3. Allah’ın gönderdiği Kur’an nasıl bir kitaptır, bu kitapta bana
ne gibi mesajlar verilmektedir? Kur’anı nasıl kendime rehber ve
düstur edinebilirim?
4. Dünya imtihanında başarılı olabilmem, ebedî saadet bulabilmem
için, Allah’ın insanlığa gönderdiği son Peygamber (Salat ve selam
olsun ona) Hz. Muhammed Mustafa’ya iman etmem, onun Şeriatine ve
Sünnetine sarılmam gerekir. Onun Sünnetine sırt çevirenler ve dinde
bid’atlara saplananlar selamete değil felakete gider.
5. Allah bütün iman edenlerin tek bir Ümmet oluşturduklarını beyan
buyurmuştur. İslam renk, dil, coğrafya, yaşama tarzı biçimlerini
ayrılık, parçalanma, birbiriyle çekişme unsuru olarak kabul etmez,
ırkçılığı reddeder. Her Müslümanın Ümmet şuuruna sahip olması
gerekir. Ümmet birliği nasıl kurulur? Müslümanların kurtulması için
Ümmet çatısı altında birleşmeleri gerekir.
6. Ümmet birliğinin olabilmesi, gerçekleşmesi için Ümmetin başında
âdil, râşid, muktedir, hikmetli, yüksek ahlaklı ve karakterli,
işleri istişare ile gören ve mü’minlerin kendisine biat ve itaat
ettiği bir İmam-ı Kebirin bulunması gerekir. Bir arı kovanında arı
beyi olmaması kovanın dağılmasına, kaos ve anarşiye yol açacağı
gibi İmam’ı olmayan Müslümanların da zillet ve esarete düşecekleri
tabiîdir. Her Müslümanda râşid bir imama biat ve itaat şuuru ve
isteği bulunmalıdır.
7. İslamın bir ahlak sistemi vardır. Bu sistem, diğer ahlak
sistemlerinden üstündür. Ben bir Müslüman olarak kendimi, içinde
yaşadığım toplumu İslam ahlakının kurallarına nasıl uydurabilirim?

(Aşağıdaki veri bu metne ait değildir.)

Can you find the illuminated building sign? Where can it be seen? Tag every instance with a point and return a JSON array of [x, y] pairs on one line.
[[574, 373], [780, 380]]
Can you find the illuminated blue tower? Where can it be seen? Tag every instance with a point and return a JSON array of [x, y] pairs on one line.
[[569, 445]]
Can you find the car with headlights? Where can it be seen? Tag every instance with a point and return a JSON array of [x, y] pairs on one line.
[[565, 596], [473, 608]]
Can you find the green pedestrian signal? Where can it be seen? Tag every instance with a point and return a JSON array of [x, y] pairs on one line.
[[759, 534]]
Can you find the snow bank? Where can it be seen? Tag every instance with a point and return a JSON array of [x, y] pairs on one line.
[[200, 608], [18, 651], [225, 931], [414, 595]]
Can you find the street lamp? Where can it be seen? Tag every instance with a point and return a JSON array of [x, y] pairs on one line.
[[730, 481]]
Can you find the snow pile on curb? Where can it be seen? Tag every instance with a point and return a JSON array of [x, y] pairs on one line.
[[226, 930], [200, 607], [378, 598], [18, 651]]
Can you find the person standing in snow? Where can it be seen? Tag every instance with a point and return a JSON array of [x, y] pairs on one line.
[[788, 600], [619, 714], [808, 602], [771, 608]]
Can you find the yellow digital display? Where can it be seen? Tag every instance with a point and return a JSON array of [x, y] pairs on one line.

İslam ahlakının esasları nelerdir? İslam ile ahlaksızlık bir arada
yürümez.
8. Doğru inançlar… Doğru bilgi ve kültür… İyi ve yararlı işler…
Güzel şeyler nelerdir?
9. Hayırlı, iyi, güzel bir insan olabilmek için neler yapmam, neler
yapmamam gerekir?
10. İnsanlara, bilhassa muhtaçlara nasıl yardımcı olabilirim?
11. Dünyada ve âhirette bana faydalı olacak ilimleri nasıl doğru
şekilde öğrenebilirim.
12. İslam nasıl yaşamamı, nasıl yiyip içmemi, nasıl giyinmemi,
evimin nasıl olmasını, nasıl konuşmamı istiyor?

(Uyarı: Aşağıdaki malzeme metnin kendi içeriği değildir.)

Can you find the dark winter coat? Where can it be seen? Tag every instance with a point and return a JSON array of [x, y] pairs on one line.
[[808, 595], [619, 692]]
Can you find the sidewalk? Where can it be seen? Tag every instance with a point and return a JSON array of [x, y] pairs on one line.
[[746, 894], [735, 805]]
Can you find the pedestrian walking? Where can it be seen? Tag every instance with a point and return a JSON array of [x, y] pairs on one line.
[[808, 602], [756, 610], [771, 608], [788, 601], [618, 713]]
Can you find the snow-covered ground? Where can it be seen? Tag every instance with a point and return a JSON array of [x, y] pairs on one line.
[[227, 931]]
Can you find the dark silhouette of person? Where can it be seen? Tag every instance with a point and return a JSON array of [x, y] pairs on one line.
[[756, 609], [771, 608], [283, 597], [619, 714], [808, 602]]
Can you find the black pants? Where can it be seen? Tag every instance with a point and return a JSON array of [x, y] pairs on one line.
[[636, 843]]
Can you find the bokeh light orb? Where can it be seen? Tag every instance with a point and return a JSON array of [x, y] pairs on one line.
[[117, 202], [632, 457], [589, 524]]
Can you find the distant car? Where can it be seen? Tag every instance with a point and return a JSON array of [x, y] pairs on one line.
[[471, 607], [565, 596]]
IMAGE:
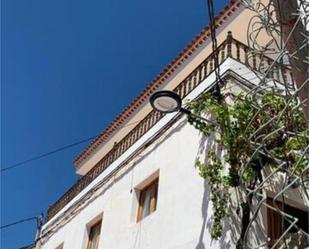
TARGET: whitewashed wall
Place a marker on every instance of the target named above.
(183, 212)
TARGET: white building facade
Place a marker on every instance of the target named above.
(140, 188)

13. Bir Müslüman olarak iyilikleri nasıl destekleyebilir,
kötülükleri nasıl önleyebilirim?
14. Nasıl faziletli bir Müslüman olabilirim? Öyle ki, düşmanlarım
ve karşıtlarım bile benim faziletlerimi kabul ve tasdik
etsinler.
15. Öldükten sonra yok olmayacağım. Ölüm bu dünyadaki geçici
hayattan, ebedî kalınacak aleme intikaldir. Kabir alemi vardır.

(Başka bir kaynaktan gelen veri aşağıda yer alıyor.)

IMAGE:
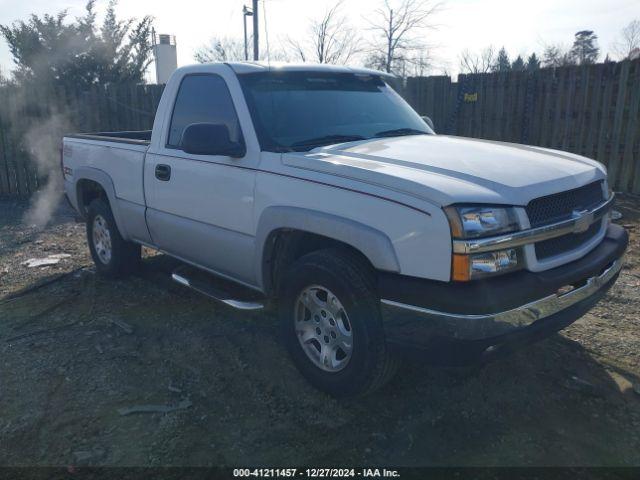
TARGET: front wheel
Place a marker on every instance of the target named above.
(330, 318)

Vakti gelince Kıyamet kopacak insanlar Mahşer meydanında toplanacak
Büyük İlahî Mahkeme kurulacak herkes inançlarından, yaptıklarından
hesap verecektir. Cennet ve Cehennem vardır. Cennete girebilmek,
ebedî saadeti kazanabilmek, Cehenneme atılmamak için nasıl
yaşamalıyım, neleri yapmalı, neleri yapmamalıyım?
Yukarıda on beş konu-madde yazdım. Evet tekrar ediyorum, üzerine
basa basa duruyorum: Bu maddeler ve konular gelip geçici zararlı
dünya dedikodularından, siyaset entrikalarından, deli saçması,
şeytan tuzağı magazin haberlerinden önemlidir ve üstündür.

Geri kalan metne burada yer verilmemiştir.